News that farmer cooperative Livestock Improvement Corporation (LIC) is seeking to split the business and unlock value in the company should raise a red flag for dairy farmers, Labour’s Primary Industries spokesperson Damien O’Connor says.
“This company was set up to breed the best dairy cows in the country and the cooperative structure was designed to reinvest any profits by way of lower costs and better science for dairy. The changes to the company structure when Fonterra was formed allowed dry shares to be owned by farmers with limited trading and tenure.
“That flexibility was never intended to allow demutualisation of a company that has served the interests of Kiwi farmers well and needs to into the future.
“While the proposal might leave farmers owners with the core livestock breeding, the value generations of farmers have built up in the company will be transferred into the hands of outside investors for high risk offshore ventures and limit the future of the cooperative company.
“At a time when Kiwi dairy farmers need to reassert their position as low cost producers of quality pasture feed milk the offshore company proposed will be providing key advantages and intellectual property to our competitors.
“Investors and executives will be the only other winners.
“The real danger now is dairy farmers under financial pressure will vote to liquidate their interest in their cooperative to help cover their short term debt.
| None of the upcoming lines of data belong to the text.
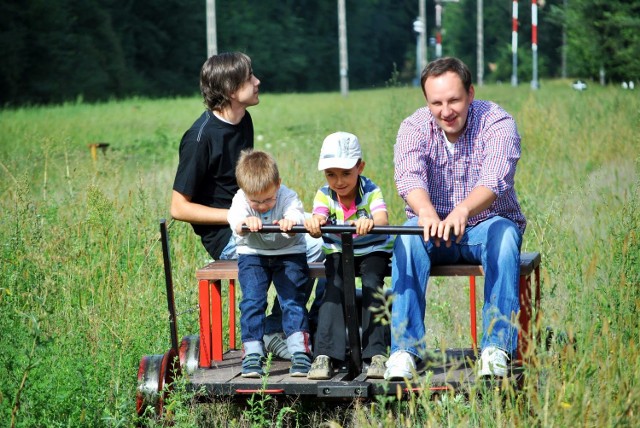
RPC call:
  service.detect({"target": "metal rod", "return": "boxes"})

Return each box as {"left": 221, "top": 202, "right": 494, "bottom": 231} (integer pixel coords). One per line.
{"left": 340, "top": 232, "right": 361, "bottom": 377}
{"left": 160, "top": 219, "right": 180, "bottom": 354}
{"left": 241, "top": 224, "right": 425, "bottom": 235}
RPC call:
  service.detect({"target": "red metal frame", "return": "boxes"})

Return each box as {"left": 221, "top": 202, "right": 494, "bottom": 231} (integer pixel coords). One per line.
{"left": 198, "top": 279, "right": 214, "bottom": 366}
{"left": 469, "top": 276, "right": 477, "bottom": 351}
{"left": 466, "top": 265, "right": 541, "bottom": 363}
{"left": 198, "top": 277, "right": 238, "bottom": 366}
{"left": 228, "top": 279, "right": 236, "bottom": 353}
{"left": 516, "top": 265, "right": 541, "bottom": 362}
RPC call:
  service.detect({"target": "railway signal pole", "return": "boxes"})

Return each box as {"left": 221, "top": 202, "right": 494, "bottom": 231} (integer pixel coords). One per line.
{"left": 531, "top": 0, "right": 539, "bottom": 89}
{"left": 477, "top": 0, "right": 484, "bottom": 86}
{"left": 435, "top": 1, "right": 443, "bottom": 58}
{"left": 434, "top": 0, "right": 459, "bottom": 59}
{"left": 511, "top": 0, "right": 519, "bottom": 86}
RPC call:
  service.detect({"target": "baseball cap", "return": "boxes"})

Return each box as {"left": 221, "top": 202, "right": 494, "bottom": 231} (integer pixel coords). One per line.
{"left": 317, "top": 132, "right": 362, "bottom": 171}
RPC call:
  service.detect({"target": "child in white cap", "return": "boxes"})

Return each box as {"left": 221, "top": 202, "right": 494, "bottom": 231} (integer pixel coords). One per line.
{"left": 304, "top": 132, "right": 393, "bottom": 379}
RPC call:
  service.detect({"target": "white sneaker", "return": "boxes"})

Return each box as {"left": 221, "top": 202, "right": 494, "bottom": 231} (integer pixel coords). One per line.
{"left": 477, "top": 346, "right": 509, "bottom": 377}
{"left": 384, "top": 350, "right": 416, "bottom": 381}
{"left": 264, "top": 333, "right": 291, "bottom": 360}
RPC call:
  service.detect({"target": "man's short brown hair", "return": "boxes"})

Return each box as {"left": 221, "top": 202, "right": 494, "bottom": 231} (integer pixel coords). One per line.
{"left": 420, "top": 57, "right": 473, "bottom": 99}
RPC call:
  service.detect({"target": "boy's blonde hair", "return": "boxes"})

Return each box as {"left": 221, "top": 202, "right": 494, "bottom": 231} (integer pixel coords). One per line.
{"left": 235, "top": 149, "right": 280, "bottom": 195}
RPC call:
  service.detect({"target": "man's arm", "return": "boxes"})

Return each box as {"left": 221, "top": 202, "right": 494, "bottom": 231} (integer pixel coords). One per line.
{"left": 405, "top": 186, "right": 496, "bottom": 246}
{"left": 170, "top": 190, "right": 229, "bottom": 225}
{"left": 438, "top": 186, "right": 496, "bottom": 245}
{"left": 405, "top": 188, "right": 441, "bottom": 242}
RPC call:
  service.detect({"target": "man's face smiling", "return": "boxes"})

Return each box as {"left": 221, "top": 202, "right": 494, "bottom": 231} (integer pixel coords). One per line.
{"left": 424, "top": 71, "right": 474, "bottom": 143}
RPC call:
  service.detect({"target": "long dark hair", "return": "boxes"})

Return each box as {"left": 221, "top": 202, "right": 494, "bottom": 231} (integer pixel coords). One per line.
{"left": 200, "top": 52, "right": 252, "bottom": 111}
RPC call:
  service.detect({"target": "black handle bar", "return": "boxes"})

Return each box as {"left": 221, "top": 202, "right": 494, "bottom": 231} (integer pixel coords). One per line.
{"left": 241, "top": 224, "right": 425, "bottom": 235}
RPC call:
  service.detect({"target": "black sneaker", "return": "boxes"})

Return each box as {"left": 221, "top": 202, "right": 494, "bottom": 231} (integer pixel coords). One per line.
{"left": 289, "top": 352, "right": 312, "bottom": 377}
{"left": 242, "top": 353, "right": 265, "bottom": 378}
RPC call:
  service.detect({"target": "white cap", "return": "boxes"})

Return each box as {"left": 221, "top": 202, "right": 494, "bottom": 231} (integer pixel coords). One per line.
{"left": 317, "top": 132, "right": 362, "bottom": 171}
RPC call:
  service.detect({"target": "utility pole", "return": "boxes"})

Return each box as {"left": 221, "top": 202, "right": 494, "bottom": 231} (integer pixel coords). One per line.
{"left": 338, "top": 0, "right": 349, "bottom": 97}
{"left": 206, "top": 0, "right": 217, "bottom": 58}
{"left": 419, "top": 0, "right": 427, "bottom": 70}
{"left": 561, "top": 0, "right": 567, "bottom": 78}
{"left": 414, "top": 18, "right": 425, "bottom": 86}
{"left": 477, "top": 0, "right": 484, "bottom": 86}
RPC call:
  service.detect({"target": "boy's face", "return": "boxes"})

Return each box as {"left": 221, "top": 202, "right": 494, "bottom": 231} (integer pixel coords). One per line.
{"left": 323, "top": 161, "right": 365, "bottom": 201}
{"left": 232, "top": 72, "right": 261, "bottom": 108}
{"left": 245, "top": 184, "right": 278, "bottom": 213}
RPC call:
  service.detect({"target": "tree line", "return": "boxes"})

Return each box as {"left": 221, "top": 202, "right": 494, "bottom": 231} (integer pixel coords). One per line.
{"left": 1, "top": 0, "right": 638, "bottom": 106}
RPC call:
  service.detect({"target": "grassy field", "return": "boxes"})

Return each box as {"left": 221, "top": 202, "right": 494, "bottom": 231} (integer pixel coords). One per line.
{"left": 1, "top": 81, "right": 639, "bottom": 427}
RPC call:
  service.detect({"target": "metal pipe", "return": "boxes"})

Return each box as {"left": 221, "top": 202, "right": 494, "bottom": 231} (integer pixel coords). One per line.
{"left": 160, "top": 219, "right": 180, "bottom": 355}
{"left": 241, "top": 224, "right": 425, "bottom": 235}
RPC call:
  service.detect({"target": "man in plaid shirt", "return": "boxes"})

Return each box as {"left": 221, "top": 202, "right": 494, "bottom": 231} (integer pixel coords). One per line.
{"left": 384, "top": 57, "right": 527, "bottom": 381}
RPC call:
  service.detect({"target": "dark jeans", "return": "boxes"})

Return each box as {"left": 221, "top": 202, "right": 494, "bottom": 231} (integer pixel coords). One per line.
{"left": 238, "top": 253, "right": 310, "bottom": 343}
{"left": 266, "top": 277, "right": 325, "bottom": 335}
{"left": 220, "top": 234, "right": 325, "bottom": 337}
{"left": 313, "top": 251, "right": 391, "bottom": 362}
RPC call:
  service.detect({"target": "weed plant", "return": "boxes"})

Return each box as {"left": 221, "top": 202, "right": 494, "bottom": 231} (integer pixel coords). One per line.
{"left": 0, "top": 82, "right": 639, "bottom": 426}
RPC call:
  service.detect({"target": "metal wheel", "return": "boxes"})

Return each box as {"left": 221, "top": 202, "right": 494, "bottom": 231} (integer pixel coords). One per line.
{"left": 136, "top": 348, "right": 181, "bottom": 416}
{"left": 179, "top": 335, "right": 200, "bottom": 375}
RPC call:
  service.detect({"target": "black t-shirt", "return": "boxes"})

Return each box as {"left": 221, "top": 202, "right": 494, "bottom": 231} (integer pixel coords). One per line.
{"left": 173, "top": 110, "right": 254, "bottom": 259}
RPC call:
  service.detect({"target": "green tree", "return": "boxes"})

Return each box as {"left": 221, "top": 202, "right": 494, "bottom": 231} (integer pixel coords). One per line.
{"left": 566, "top": 0, "right": 640, "bottom": 82}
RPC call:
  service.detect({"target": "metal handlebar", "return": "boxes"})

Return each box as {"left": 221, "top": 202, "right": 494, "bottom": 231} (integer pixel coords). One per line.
{"left": 241, "top": 224, "right": 425, "bottom": 235}
{"left": 239, "top": 223, "right": 425, "bottom": 376}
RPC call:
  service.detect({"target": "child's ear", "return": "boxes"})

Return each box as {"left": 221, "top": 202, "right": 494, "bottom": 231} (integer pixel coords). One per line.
{"left": 357, "top": 160, "right": 365, "bottom": 174}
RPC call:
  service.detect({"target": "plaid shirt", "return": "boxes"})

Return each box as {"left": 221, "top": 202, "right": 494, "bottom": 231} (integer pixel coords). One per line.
{"left": 394, "top": 100, "right": 526, "bottom": 234}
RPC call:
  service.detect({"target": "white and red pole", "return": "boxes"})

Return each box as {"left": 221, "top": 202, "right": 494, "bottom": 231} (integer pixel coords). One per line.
{"left": 531, "top": 0, "right": 539, "bottom": 89}
{"left": 511, "top": 0, "right": 518, "bottom": 86}
{"left": 435, "top": 1, "right": 443, "bottom": 58}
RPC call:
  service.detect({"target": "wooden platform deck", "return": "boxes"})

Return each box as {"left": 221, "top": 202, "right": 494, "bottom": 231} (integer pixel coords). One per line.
{"left": 186, "top": 348, "right": 524, "bottom": 399}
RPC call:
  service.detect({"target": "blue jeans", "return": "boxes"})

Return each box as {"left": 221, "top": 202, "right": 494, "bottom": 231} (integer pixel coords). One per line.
{"left": 221, "top": 232, "right": 326, "bottom": 335}
{"left": 238, "top": 253, "right": 310, "bottom": 347}
{"left": 390, "top": 216, "right": 522, "bottom": 358}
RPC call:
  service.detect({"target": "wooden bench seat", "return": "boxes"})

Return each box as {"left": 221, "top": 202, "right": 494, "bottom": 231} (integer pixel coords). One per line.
{"left": 196, "top": 252, "right": 541, "bottom": 367}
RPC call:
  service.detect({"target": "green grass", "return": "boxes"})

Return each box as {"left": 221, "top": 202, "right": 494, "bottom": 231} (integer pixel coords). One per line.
{"left": 1, "top": 81, "right": 639, "bottom": 426}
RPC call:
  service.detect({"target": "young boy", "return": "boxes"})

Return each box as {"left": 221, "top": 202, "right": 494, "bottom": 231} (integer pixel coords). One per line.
{"left": 304, "top": 132, "right": 393, "bottom": 380}
{"left": 228, "top": 149, "right": 313, "bottom": 378}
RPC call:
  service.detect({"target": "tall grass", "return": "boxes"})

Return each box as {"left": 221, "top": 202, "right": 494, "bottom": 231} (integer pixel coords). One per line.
{"left": 0, "top": 82, "right": 638, "bottom": 426}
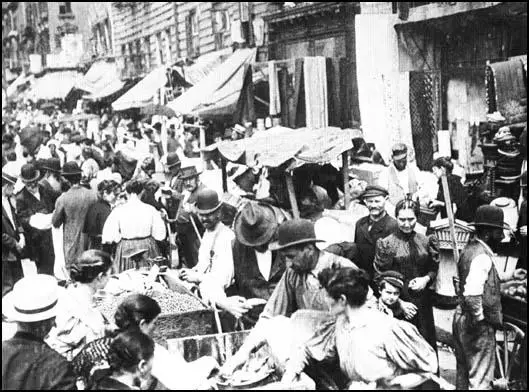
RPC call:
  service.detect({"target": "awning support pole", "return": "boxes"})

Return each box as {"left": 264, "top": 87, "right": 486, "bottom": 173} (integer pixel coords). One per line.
{"left": 221, "top": 157, "right": 228, "bottom": 193}
{"left": 286, "top": 171, "right": 300, "bottom": 219}
{"left": 342, "top": 151, "right": 350, "bottom": 210}
{"left": 199, "top": 123, "right": 206, "bottom": 164}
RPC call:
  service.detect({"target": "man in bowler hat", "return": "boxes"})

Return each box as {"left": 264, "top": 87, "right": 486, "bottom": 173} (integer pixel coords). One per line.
{"left": 453, "top": 205, "right": 527, "bottom": 389}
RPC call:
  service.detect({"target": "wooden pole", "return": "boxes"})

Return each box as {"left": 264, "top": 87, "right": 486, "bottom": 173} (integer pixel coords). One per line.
{"left": 342, "top": 151, "right": 350, "bottom": 210}
{"left": 199, "top": 124, "right": 206, "bottom": 164}
{"left": 285, "top": 172, "right": 300, "bottom": 219}
{"left": 441, "top": 174, "right": 459, "bottom": 261}
{"left": 221, "top": 157, "right": 228, "bottom": 193}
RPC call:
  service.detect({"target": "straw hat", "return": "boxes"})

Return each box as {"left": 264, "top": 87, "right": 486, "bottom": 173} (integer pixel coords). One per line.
{"left": 2, "top": 275, "right": 59, "bottom": 322}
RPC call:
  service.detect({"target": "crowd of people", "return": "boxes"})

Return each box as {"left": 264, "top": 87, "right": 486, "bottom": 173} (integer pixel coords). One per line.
{"left": 2, "top": 100, "right": 528, "bottom": 390}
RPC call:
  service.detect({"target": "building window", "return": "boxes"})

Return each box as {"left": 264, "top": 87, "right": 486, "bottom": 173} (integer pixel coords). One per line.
{"left": 212, "top": 9, "right": 230, "bottom": 50}
{"left": 164, "top": 29, "right": 172, "bottom": 65}
{"left": 143, "top": 36, "right": 151, "bottom": 71}
{"left": 59, "top": 2, "right": 72, "bottom": 15}
{"left": 186, "top": 9, "right": 199, "bottom": 58}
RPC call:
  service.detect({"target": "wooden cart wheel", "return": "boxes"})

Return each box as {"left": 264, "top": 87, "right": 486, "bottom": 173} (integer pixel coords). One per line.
{"left": 493, "top": 322, "right": 525, "bottom": 390}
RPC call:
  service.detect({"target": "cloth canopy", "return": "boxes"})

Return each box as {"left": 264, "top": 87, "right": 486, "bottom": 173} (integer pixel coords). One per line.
{"left": 26, "top": 71, "right": 84, "bottom": 101}
{"left": 76, "top": 60, "right": 121, "bottom": 95}
{"left": 112, "top": 67, "right": 168, "bottom": 111}
{"left": 168, "top": 48, "right": 257, "bottom": 117}
{"left": 215, "top": 126, "right": 354, "bottom": 169}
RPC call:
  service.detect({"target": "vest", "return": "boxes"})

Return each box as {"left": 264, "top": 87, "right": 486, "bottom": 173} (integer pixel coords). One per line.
{"left": 458, "top": 239, "right": 502, "bottom": 326}
{"left": 227, "top": 240, "right": 285, "bottom": 300}
{"left": 388, "top": 164, "right": 419, "bottom": 205}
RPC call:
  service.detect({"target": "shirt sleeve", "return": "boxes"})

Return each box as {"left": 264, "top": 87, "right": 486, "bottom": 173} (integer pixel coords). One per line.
{"left": 101, "top": 209, "right": 121, "bottom": 244}
{"left": 151, "top": 207, "right": 167, "bottom": 241}
{"left": 260, "top": 270, "right": 295, "bottom": 319}
{"left": 384, "top": 320, "right": 438, "bottom": 375}
{"left": 463, "top": 254, "right": 492, "bottom": 296}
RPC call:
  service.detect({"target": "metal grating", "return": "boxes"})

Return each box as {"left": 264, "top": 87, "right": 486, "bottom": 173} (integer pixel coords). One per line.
{"left": 409, "top": 71, "right": 441, "bottom": 170}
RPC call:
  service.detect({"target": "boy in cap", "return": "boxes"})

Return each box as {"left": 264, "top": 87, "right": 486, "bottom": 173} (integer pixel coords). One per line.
{"left": 453, "top": 205, "right": 527, "bottom": 389}
{"left": 378, "top": 143, "right": 421, "bottom": 207}
{"left": 375, "top": 270, "right": 406, "bottom": 319}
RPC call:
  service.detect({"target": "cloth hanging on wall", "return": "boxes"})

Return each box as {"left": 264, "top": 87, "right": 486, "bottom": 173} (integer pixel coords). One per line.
{"left": 303, "top": 56, "right": 328, "bottom": 129}
{"left": 268, "top": 61, "right": 281, "bottom": 116}
{"left": 489, "top": 59, "right": 527, "bottom": 124}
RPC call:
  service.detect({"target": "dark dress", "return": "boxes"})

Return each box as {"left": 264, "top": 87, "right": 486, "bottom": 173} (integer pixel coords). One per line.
{"left": 374, "top": 230, "right": 440, "bottom": 351}
{"left": 2, "top": 201, "right": 24, "bottom": 296}
{"left": 83, "top": 199, "right": 112, "bottom": 250}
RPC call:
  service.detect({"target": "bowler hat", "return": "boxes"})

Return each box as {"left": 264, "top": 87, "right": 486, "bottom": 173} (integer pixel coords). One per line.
{"left": 269, "top": 219, "right": 324, "bottom": 251}
{"left": 61, "top": 161, "right": 83, "bottom": 177}
{"left": 378, "top": 270, "right": 405, "bottom": 290}
{"left": 180, "top": 165, "right": 201, "bottom": 180}
{"left": 234, "top": 203, "right": 279, "bottom": 247}
{"left": 41, "top": 158, "right": 61, "bottom": 173}
{"left": 468, "top": 205, "right": 511, "bottom": 230}
{"left": 20, "top": 163, "right": 41, "bottom": 183}
{"left": 2, "top": 171, "right": 17, "bottom": 185}
{"left": 2, "top": 274, "right": 59, "bottom": 323}
{"left": 166, "top": 152, "right": 181, "bottom": 168}
{"left": 392, "top": 143, "right": 408, "bottom": 160}
{"left": 361, "top": 185, "right": 389, "bottom": 199}
{"left": 196, "top": 188, "right": 222, "bottom": 214}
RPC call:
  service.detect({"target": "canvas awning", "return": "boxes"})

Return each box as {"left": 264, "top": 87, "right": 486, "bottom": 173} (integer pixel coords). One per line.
{"left": 76, "top": 59, "right": 121, "bottom": 95}
{"left": 172, "top": 47, "right": 233, "bottom": 86}
{"left": 112, "top": 66, "right": 168, "bottom": 111}
{"left": 26, "top": 71, "right": 84, "bottom": 101}
{"left": 215, "top": 126, "right": 354, "bottom": 169}
{"left": 85, "top": 78, "right": 127, "bottom": 101}
{"left": 168, "top": 49, "right": 257, "bottom": 117}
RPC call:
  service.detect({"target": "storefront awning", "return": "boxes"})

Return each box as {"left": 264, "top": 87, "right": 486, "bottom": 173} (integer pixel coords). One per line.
{"left": 112, "top": 66, "right": 168, "bottom": 111}
{"left": 172, "top": 47, "right": 233, "bottom": 86}
{"left": 168, "top": 48, "right": 257, "bottom": 117}
{"left": 76, "top": 59, "right": 121, "bottom": 95}
{"left": 85, "top": 78, "right": 127, "bottom": 101}
{"left": 26, "top": 71, "right": 84, "bottom": 101}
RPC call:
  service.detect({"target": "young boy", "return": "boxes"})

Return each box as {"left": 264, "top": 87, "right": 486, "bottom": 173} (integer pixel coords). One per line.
{"left": 376, "top": 270, "right": 406, "bottom": 319}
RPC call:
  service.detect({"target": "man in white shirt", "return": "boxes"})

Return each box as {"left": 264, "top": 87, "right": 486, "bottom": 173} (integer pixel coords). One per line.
{"left": 453, "top": 205, "right": 527, "bottom": 390}
{"left": 180, "top": 188, "right": 235, "bottom": 298}
{"left": 378, "top": 143, "right": 421, "bottom": 208}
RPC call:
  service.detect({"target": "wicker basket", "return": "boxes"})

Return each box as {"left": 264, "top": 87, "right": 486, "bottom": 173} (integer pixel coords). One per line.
{"left": 431, "top": 219, "right": 475, "bottom": 250}
{"left": 435, "top": 228, "right": 472, "bottom": 250}
{"left": 152, "top": 309, "right": 217, "bottom": 341}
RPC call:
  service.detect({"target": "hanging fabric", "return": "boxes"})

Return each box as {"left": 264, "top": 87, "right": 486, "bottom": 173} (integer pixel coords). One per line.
{"left": 268, "top": 61, "right": 281, "bottom": 116}
{"left": 303, "top": 57, "right": 328, "bottom": 129}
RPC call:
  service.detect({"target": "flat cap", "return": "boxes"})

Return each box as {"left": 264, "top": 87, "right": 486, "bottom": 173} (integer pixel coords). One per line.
{"left": 361, "top": 185, "right": 389, "bottom": 199}
{"left": 378, "top": 270, "right": 405, "bottom": 290}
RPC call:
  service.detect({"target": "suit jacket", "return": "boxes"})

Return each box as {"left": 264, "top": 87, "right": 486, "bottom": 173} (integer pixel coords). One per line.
{"left": 15, "top": 185, "right": 55, "bottom": 260}
{"left": 2, "top": 332, "right": 77, "bottom": 390}
{"left": 2, "top": 199, "right": 22, "bottom": 262}
{"left": 354, "top": 213, "right": 398, "bottom": 278}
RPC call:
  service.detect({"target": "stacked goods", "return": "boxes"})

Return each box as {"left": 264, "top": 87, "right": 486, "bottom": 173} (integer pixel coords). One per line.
{"left": 95, "top": 289, "right": 206, "bottom": 322}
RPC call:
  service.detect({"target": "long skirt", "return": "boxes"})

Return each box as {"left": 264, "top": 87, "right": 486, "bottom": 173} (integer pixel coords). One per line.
{"left": 114, "top": 236, "right": 160, "bottom": 273}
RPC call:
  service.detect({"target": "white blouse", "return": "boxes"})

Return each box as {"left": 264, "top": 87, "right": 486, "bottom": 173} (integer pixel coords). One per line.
{"left": 102, "top": 197, "right": 166, "bottom": 243}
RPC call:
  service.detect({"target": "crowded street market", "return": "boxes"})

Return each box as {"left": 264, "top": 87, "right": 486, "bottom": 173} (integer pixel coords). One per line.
{"left": 1, "top": 1, "right": 528, "bottom": 390}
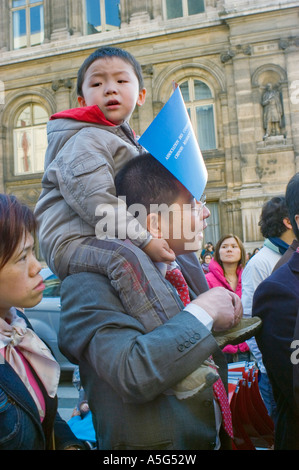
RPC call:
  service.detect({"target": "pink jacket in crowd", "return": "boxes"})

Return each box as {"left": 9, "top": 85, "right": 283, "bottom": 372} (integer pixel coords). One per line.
{"left": 205, "top": 258, "right": 249, "bottom": 354}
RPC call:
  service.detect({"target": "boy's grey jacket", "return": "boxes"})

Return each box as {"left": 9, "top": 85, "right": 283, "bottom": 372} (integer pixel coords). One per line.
{"left": 35, "top": 108, "right": 146, "bottom": 279}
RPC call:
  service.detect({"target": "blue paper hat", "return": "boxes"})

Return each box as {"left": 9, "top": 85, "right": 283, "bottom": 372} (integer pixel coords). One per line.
{"left": 139, "top": 86, "right": 208, "bottom": 201}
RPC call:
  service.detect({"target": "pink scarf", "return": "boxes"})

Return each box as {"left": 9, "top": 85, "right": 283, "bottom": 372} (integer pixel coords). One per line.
{"left": 0, "top": 309, "right": 60, "bottom": 419}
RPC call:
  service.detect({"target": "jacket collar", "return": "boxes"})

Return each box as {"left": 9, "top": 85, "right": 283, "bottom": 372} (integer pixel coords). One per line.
{"left": 50, "top": 105, "right": 115, "bottom": 127}
{"left": 289, "top": 250, "right": 299, "bottom": 274}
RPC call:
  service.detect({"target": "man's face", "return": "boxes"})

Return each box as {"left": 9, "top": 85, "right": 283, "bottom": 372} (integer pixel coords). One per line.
{"left": 78, "top": 57, "right": 146, "bottom": 125}
{"left": 159, "top": 185, "right": 210, "bottom": 256}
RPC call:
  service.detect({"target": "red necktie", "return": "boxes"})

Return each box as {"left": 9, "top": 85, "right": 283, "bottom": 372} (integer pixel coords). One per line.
{"left": 165, "top": 268, "right": 234, "bottom": 439}
{"left": 165, "top": 268, "right": 190, "bottom": 307}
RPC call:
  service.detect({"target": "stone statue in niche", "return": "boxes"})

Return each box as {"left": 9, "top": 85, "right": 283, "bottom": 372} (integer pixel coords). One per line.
{"left": 261, "top": 83, "right": 284, "bottom": 139}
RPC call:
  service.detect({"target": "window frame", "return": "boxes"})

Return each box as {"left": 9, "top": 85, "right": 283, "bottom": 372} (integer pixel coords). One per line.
{"left": 83, "top": 0, "right": 120, "bottom": 35}
{"left": 163, "top": 0, "right": 205, "bottom": 20}
{"left": 202, "top": 202, "right": 220, "bottom": 247}
{"left": 179, "top": 77, "right": 217, "bottom": 151}
{"left": 13, "top": 103, "right": 48, "bottom": 176}
{"left": 11, "top": 0, "right": 44, "bottom": 50}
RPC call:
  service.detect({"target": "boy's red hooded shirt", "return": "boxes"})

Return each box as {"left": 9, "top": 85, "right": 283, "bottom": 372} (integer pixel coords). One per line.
{"left": 50, "top": 105, "right": 116, "bottom": 127}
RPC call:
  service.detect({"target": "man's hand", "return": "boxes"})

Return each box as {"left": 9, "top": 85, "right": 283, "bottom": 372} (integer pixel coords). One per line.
{"left": 142, "top": 238, "right": 175, "bottom": 263}
{"left": 190, "top": 287, "right": 243, "bottom": 332}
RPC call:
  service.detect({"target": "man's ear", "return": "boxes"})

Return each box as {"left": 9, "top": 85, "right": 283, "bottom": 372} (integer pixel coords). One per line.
{"left": 295, "top": 214, "right": 299, "bottom": 230}
{"left": 146, "top": 212, "right": 162, "bottom": 238}
{"left": 282, "top": 217, "right": 293, "bottom": 231}
{"left": 137, "top": 88, "right": 146, "bottom": 107}
{"left": 77, "top": 96, "right": 86, "bottom": 107}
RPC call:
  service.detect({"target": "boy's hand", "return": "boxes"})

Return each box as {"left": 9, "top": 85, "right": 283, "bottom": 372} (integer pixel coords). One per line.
{"left": 142, "top": 238, "right": 175, "bottom": 263}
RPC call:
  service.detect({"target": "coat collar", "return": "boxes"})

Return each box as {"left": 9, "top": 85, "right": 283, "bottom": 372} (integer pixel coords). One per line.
{"left": 289, "top": 250, "right": 299, "bottom": 274}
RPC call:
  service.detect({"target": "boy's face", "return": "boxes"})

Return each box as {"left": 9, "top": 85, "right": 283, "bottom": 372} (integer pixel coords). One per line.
{"left": 78, "top": 57, "right": 146, "bottom": 125}
{"left": 148, "top": 185, "right": 210, "bottom": 256}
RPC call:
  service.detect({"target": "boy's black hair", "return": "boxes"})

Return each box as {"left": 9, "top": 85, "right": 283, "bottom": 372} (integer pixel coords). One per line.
{"left": 77, "top": 46, "right": 144, "bottom": 97}
{"left": 258, "top": 196, "right": 289, "bottom": 238}
{"left": 115, "top": 153, "right": 180, "bottom": 213}
{"left": 286, "top": 172, "right": 299, "bottom": 240}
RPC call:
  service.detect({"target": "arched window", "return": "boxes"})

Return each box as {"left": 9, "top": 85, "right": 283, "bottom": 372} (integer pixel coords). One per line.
{"left": 13, "top": 103, "right": 48, "bottom": 175}
{"left": 180, "top": 79, "right": 217, "bottom": 151}
{"left": 11, "top": 0, "right": 44, "bottom": 49}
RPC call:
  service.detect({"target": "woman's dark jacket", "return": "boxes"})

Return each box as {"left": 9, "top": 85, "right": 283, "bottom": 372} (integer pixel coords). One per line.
{"left": 0, "top": 312, "right": 83, "bottom": 450}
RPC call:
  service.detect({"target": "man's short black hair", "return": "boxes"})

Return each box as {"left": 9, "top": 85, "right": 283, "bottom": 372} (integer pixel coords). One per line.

When survival is uppermost in the minds of the 85% who will be losing money again this year this is hardly the time to be pushed into making long-term decisions.
“It almost seems planned that decisions on governance of Fonterra, survival of dairy farming businesses and the demutualisation of LIC are put before dairy farmers at a time of industry crisis.
“I am suspicious and farmers should be too when considering their options,” Damien O’Connor said.